JK Rowling herself is not fat. Perhaps she has never been fat. Photographs show her to be thinnish. Or, if I were of a vindictive and untruthful bent, she might be described as meagre, emaciated, bony, pinched, insubstantial, skeletal and runty. It is possible that, among the thousands of letters she has received from children who love her books, not one has quite managed to wish that she had not returned to the "fat" theme. But JK has imagination, and she might have worked this one out for herself.

Part of the trouble is that people who are "big" or "fat" or "overweight" (you have to be anorexic, incidentally, to be considered "underweight") rarely complain about the way others treat them, since they essentially agree that they are unattractive, unloveable, hate-handled lumps. You can walk over to a bloke you only know slightly, tap his tum and tell him that he's "putting it on". But would you tell a spotty woman at a party that she'd added a pustule or two since last you met? I don't think so.

It is not the purpose of this article to examine the origins of this self-loathing and body-fascism. I am not going to fulminate on the absurdity of idealising a shape and a weight that few of us can hope to achieve. Nor do I want to argue that obesity is not a health problem (although it is one among many). Anyway, our obsession with fatness goes far beyond any concern about heart trouble or diet. It has become a way of defining the hierarchy of the elect and the damned; of deciding who's in and who's out.

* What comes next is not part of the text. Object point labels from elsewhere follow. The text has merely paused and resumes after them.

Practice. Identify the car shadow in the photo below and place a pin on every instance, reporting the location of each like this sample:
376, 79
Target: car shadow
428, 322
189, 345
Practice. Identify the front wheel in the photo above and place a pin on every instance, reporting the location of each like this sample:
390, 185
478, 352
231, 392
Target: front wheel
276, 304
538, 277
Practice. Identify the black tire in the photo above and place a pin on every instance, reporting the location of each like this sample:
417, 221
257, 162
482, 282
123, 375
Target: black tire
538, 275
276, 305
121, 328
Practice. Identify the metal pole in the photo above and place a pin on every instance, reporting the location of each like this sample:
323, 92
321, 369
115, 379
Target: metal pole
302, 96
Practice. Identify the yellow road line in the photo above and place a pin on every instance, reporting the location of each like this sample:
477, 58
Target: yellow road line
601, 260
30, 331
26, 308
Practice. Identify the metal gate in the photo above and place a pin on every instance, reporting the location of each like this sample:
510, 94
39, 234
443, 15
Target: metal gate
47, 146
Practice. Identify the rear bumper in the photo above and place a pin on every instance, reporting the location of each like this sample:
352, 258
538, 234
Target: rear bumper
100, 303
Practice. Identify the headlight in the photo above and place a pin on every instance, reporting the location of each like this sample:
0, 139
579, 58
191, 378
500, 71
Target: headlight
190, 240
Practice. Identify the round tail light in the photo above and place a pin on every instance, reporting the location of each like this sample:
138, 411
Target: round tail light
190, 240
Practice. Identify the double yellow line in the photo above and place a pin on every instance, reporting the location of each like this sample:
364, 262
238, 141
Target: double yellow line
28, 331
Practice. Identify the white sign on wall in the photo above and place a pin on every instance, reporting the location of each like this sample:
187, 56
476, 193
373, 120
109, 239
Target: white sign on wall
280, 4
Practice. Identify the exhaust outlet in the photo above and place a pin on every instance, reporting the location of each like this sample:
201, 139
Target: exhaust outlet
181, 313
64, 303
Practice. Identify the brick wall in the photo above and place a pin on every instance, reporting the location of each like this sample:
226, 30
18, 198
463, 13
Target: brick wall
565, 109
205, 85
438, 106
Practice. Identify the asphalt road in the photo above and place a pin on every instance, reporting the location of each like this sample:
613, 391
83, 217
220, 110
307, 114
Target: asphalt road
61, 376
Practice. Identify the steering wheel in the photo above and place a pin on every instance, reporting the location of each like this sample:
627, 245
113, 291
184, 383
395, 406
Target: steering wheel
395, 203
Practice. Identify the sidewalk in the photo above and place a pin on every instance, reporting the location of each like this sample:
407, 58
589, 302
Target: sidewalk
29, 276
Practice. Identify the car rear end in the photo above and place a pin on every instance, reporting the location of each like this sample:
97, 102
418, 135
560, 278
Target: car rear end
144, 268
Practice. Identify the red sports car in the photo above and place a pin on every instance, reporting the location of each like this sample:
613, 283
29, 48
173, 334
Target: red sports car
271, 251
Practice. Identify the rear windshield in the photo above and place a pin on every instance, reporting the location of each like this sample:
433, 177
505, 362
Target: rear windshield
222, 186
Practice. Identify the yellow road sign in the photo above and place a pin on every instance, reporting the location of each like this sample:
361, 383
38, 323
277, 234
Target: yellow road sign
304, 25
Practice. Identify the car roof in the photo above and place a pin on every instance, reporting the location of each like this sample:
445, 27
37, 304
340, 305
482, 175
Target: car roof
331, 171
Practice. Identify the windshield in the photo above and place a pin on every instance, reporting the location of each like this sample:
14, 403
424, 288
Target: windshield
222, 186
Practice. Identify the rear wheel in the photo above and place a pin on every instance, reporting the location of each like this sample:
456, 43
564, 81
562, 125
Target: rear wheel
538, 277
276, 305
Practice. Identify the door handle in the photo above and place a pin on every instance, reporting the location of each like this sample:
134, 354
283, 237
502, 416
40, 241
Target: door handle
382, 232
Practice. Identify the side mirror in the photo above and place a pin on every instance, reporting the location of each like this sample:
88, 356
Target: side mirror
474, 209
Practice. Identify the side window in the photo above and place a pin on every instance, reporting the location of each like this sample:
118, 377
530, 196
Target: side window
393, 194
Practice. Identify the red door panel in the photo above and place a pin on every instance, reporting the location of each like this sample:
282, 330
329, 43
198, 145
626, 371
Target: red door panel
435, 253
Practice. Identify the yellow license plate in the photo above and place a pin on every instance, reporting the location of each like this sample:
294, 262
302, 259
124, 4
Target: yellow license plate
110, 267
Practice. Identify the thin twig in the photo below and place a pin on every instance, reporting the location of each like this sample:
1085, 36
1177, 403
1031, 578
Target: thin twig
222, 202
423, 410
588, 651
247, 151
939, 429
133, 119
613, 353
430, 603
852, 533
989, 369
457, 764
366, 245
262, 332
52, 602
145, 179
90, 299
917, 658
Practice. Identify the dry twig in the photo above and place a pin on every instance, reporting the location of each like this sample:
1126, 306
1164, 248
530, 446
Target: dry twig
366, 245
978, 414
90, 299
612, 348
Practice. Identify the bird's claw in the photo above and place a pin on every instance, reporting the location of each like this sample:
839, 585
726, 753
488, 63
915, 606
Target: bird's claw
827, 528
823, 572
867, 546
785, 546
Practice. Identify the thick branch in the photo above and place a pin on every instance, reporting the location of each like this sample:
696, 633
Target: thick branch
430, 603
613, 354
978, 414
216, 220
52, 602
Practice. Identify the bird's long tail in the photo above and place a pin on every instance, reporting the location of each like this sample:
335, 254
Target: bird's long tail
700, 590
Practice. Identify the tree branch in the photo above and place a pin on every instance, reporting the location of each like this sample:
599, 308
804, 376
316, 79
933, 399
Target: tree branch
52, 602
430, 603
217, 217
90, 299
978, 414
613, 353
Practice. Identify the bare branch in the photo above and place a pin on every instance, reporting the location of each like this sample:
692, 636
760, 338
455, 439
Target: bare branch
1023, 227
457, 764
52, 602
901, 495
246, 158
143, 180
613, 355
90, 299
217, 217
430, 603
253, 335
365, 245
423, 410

No, my intention is simply to advise those who - like Costas - seem to believe that they can say whatever they like to someone pudgier than them, and have their little jibes and taunts taken in good spirit. And this is what I want to tell them. We hate you for it. I mean, we really, really hate you, and will not forgive you. I may smile at you as you tell me - jovially - that I've been lunching too well (as I smiled on the deck of the SS Bebes that day), but my mind will be full of boathooks and orifices.